ECサイトの売上を伸ばす上で、検索エンジンからのオーガニックトラフィックを獲得するSEO対策は不可欠です。しかし、数多くの商品ページやカテゴリページを抱えるECサイトのSEOは、一般的なコーポレートサイトやブログのSEOとは根本的に異なるアプローチが求められます。そのため、「順位は上がったのに売上が伸びない」「商品数が多すぎてどこから手をつければいいかわからない」と悩むECサイト担当者の方は少なくありません。

本記事では、18年間のSEOコンサルティングで培ったノウハウと、3,500社超の支援実績から得られた膨大な施策データと知見を保有する弊社Speeeが、「ECサイト特有のSEO戦略」と「売上に直結する実践的な施策」を徹底解説します。大規模サイトならではの陥りやすい失敗例や、実際の成功事例も交え、事業を成長させるためのノウハウをお伝えします。

なぜECサイトに特化したSEOが必要なのか?

ECサイトの最終的な目的は「商品の購入」です。そのため、ECサイトのSEOは単に「アクセス数を増やすこと」ではなく、「購買意欲の高いユーザーを、適切な商品・カテゴリページへ着地させ、購入へと導くこと」を目的として設計されなければなりません。

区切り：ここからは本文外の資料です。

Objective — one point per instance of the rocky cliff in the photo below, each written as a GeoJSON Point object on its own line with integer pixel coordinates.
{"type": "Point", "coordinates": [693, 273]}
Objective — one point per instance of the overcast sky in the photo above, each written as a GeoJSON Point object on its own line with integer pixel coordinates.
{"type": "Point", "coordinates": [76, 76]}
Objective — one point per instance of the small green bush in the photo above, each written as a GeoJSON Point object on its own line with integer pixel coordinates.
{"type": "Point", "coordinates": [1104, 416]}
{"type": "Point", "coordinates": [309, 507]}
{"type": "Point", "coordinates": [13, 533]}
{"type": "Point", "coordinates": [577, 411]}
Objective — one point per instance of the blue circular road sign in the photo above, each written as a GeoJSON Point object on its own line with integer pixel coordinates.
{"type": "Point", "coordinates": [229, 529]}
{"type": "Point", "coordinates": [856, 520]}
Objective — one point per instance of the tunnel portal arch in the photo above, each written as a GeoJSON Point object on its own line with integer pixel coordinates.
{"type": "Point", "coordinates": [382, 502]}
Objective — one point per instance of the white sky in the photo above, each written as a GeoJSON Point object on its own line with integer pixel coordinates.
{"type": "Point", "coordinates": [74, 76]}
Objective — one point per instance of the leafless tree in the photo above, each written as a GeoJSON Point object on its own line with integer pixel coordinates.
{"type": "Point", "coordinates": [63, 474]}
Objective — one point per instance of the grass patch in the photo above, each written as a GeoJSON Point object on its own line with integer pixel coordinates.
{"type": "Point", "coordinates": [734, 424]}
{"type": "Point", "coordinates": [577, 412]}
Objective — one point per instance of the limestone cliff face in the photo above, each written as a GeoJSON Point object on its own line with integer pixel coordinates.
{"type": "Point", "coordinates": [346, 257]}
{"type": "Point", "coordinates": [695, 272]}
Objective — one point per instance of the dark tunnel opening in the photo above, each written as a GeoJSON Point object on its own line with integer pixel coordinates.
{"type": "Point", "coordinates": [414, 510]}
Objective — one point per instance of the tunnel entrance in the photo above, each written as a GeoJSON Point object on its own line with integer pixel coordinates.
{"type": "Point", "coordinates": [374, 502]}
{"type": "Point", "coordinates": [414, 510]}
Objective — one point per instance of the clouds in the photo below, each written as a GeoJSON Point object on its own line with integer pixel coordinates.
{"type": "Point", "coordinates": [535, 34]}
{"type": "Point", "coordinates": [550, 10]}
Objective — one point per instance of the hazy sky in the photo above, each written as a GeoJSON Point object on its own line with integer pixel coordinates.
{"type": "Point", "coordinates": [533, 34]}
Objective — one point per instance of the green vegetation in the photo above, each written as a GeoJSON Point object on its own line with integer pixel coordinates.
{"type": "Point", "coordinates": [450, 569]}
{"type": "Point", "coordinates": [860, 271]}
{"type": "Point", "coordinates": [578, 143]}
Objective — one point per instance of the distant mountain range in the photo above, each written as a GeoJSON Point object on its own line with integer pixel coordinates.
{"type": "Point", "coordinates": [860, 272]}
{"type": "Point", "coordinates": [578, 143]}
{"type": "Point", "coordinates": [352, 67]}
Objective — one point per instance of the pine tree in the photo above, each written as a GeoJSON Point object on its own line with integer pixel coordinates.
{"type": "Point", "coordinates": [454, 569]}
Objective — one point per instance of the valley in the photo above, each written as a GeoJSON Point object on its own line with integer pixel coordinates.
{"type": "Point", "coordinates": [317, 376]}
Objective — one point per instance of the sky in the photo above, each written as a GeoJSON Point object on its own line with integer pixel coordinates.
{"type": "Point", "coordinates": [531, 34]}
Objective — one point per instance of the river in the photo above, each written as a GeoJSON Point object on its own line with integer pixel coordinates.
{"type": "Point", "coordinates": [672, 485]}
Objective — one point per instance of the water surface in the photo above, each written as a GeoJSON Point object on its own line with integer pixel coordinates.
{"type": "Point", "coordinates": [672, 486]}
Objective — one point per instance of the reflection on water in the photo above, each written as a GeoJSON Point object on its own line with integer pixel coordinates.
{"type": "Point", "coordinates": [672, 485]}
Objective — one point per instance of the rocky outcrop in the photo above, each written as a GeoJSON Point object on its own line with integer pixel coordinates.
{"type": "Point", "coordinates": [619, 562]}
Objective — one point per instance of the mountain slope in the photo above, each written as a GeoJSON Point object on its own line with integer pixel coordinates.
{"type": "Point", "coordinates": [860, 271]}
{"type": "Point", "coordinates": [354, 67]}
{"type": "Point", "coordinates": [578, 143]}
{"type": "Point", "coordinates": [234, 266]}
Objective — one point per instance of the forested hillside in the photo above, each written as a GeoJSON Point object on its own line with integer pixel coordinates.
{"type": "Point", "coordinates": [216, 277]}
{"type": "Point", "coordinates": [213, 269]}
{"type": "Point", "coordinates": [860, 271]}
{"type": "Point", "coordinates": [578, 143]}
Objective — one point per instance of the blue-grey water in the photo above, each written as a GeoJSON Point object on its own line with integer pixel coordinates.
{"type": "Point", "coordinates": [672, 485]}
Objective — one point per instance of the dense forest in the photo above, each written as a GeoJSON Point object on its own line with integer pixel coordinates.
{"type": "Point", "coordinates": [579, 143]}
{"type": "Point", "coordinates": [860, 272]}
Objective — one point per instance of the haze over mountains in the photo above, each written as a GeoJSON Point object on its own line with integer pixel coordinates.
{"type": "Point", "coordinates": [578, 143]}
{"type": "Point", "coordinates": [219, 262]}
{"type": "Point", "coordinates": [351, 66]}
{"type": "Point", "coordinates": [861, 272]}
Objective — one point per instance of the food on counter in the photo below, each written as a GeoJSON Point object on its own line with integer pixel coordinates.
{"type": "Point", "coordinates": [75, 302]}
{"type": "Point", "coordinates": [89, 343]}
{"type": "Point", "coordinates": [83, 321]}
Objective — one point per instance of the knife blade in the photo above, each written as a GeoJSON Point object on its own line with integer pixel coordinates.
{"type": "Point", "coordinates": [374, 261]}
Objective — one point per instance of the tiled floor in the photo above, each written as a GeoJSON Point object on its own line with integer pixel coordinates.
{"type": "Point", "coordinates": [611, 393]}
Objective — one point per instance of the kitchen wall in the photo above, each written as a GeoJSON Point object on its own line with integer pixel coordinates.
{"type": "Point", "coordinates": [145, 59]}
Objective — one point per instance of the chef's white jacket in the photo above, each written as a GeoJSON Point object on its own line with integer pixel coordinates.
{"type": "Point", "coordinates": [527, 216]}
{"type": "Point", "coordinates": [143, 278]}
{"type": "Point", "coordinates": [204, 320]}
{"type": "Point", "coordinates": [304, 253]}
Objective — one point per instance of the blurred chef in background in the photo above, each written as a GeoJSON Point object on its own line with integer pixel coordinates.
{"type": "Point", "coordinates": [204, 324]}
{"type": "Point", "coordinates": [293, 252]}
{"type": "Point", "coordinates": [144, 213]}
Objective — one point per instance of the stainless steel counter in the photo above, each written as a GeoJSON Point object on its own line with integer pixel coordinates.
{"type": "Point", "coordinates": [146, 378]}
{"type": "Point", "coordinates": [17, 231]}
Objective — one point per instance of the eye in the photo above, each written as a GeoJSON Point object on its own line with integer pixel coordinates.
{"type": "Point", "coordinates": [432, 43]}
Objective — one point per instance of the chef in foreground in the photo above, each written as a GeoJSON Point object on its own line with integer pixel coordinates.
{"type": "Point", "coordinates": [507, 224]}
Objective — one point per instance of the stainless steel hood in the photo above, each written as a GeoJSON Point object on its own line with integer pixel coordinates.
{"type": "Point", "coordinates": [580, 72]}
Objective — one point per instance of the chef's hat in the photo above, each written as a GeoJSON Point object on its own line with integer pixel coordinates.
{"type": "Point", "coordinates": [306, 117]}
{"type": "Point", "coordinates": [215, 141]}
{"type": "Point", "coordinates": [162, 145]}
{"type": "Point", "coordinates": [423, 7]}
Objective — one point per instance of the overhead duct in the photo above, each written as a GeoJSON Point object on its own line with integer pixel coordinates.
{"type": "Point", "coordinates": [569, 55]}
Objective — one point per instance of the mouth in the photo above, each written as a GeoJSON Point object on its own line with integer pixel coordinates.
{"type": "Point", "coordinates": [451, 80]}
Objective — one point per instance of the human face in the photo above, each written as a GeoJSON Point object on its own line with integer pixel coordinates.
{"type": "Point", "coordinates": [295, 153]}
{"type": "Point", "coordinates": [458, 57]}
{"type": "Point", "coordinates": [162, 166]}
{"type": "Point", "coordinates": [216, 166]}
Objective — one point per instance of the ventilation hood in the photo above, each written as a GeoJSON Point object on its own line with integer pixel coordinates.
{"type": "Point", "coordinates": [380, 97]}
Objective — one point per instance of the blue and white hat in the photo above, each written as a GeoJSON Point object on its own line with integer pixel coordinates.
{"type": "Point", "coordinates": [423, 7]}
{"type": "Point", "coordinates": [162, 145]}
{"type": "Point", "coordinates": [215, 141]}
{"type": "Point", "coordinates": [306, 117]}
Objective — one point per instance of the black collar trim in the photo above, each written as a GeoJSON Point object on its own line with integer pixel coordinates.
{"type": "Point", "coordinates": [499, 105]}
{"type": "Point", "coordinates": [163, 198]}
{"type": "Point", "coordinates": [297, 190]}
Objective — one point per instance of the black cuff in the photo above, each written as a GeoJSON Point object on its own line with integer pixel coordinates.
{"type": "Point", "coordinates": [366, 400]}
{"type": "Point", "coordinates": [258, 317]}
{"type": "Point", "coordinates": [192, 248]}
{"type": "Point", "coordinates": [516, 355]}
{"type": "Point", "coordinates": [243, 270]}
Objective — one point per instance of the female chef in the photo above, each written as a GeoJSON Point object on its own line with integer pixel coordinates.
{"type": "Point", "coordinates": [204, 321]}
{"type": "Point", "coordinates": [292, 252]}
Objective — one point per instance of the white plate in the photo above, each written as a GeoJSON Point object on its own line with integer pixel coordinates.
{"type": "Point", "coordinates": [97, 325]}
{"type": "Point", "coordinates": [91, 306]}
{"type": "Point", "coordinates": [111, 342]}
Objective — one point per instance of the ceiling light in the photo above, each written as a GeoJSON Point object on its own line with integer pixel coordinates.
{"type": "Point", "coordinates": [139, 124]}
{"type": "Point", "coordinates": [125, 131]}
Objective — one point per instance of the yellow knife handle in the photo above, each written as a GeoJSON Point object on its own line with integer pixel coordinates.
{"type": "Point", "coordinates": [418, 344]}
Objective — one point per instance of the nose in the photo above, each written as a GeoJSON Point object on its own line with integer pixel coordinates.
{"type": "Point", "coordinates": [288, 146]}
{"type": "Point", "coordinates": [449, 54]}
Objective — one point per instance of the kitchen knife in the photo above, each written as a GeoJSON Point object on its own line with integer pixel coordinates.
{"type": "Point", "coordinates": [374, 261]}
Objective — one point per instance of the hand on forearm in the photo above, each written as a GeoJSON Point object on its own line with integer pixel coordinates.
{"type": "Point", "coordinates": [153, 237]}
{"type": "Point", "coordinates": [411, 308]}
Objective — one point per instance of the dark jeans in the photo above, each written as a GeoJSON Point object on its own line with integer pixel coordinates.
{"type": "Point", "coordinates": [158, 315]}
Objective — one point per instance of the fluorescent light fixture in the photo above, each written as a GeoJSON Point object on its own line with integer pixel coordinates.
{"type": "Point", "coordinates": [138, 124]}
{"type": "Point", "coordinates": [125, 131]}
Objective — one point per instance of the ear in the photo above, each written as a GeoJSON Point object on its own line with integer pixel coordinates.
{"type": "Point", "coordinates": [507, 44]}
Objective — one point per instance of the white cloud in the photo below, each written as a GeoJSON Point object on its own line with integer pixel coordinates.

一般的なメディアサイトであれば、コラム記事などの情報提供型のコンテンツで集客し、サイト内の回遊を促すのが主流です。しかしECサイトの場合、ユーザーは「カテゴリ名+通販(例:ワイン 通販)」「カテゴリ名+属性(例:スニーカー メンズ 黒)」、あるいは具体的な「型番」「ブランド名」など、購買に直結するキーワードで検索を行います。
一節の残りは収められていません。